Les caractères multifactoriel et complexe des risques psychosociaux en fait une catégorie particulière de risques professionnels. Elle amène des interrogations spécifiques par rapport aux risques professionnels plus classiques et plus faciles à objectiver (comme les risques physiques). Une approche interdisciplinaire et en étroite collaboration avec les acteurs de terrain apparait donc indispensable.
En Aquitaine, des équipes scientifiques et de nombreux acteurs de la prévention des risques professionnels témoignent de compétences en matière de risques psychosociaux. Toutefois, les recherches et les actions entreprises nécessitent d’être mises en lien. Ce constat a fait émerger l’idée de la création d’un observatoire.
Il a ainsi pour double vocation de fédérer et d’organiser à un niveau interdisciplinaire, la recherche sur les risques psychosociaux et de créer des interactions entre les préventeurs et les chercheurs.

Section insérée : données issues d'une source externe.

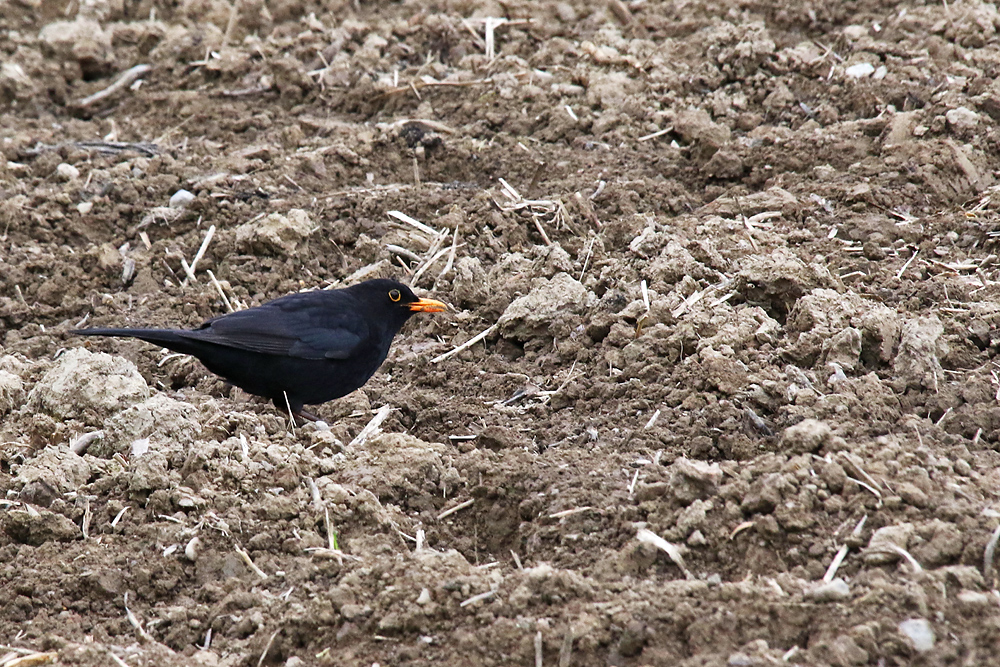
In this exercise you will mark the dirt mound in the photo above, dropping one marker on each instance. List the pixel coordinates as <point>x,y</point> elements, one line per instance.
<point>723,277</point>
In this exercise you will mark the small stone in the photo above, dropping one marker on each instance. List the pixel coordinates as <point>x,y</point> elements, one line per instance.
<point>67,172</point>
<point>962,119</point>
<point>181,199</point>
<point>918,633</point>
<point>834,591</point>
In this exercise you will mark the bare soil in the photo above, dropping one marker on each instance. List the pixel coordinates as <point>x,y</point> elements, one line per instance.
<point>738,287</point>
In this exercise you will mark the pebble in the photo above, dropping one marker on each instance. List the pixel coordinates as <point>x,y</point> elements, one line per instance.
<point>181,199</point>
<point>860,71</point>
<point>67,172</point>
<point>919,634</point>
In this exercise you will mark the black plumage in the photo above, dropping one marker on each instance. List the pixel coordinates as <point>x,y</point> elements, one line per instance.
<point>301,349</point>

Une initiative expérimentale
L’ORRPSA est une initiative expérimentale en France.
Au-delà d’une mission d’observation et d’analyse de données, l’ambition est aussi de produire des travaux accessibles aux équipes scientifiques et aux acteurs, de développer des collaborations et de permettre aux acteurs de la région Aquitaine de disposer d’informations et de compétences auxquelles il est habituellement difficile d’accéder.
L’objectif est de produire et de diffuser des connaissances susceptibles d’aider à la prise de décision ou à l’amélioration de l’environnement de travail et des organisations, de favoriser le transfert entre recherche et terrain.

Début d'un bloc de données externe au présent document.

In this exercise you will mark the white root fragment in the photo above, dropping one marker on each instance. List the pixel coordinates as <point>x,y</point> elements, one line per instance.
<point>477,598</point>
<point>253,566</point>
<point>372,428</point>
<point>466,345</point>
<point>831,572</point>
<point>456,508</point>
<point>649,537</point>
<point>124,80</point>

L’ORRPSA est également une composante du deuxième Plan régional santé-travail (PRST2 Aquitaine). L’Observatoire représente en effet la principale initiative concernant l’axe « Risques psychosociaux » dans le but de contribuer à l’effort engagé en Aquitaine concernant la lutte contre les risques psychosociaux au travail en se concentrant sur une initiative forte.
Le caractère expérimental se retrouve également dans l’accent mis sur l’interdisciplinarité de manière à fédérer la recherche et les savoirs en Aquitaine sur la problématique des risques psychosociaux au travail.
Organisation
La coordination scientifique est assurée par un Comité de pilotage interdisciplinaire.
Ce Comité se réunit régulièrement et fait vivre l’activité scientifique de l’ORRPSA.
Il est dirigé par Loïc Lerouge, Chargé de recherche CNRS, juriste au Centre de droit comparé du travail et de la sécurité sociale (COMPTRASEC UMR CNRS 5114).
Il est composé des membres suivants :
- Laurence Bergugnat
Maître de conférences en sciences de l’éducation
LACES
Université de Bordeaux - Patrick Brochard
Professeur des Universités et praticien hospitalier
Chef de service de médecine du travail du CHU de Bordeaux
ISPED, LSTE EA 3672
Institut National de la Santé et de la Recherche Médicale (INSERM)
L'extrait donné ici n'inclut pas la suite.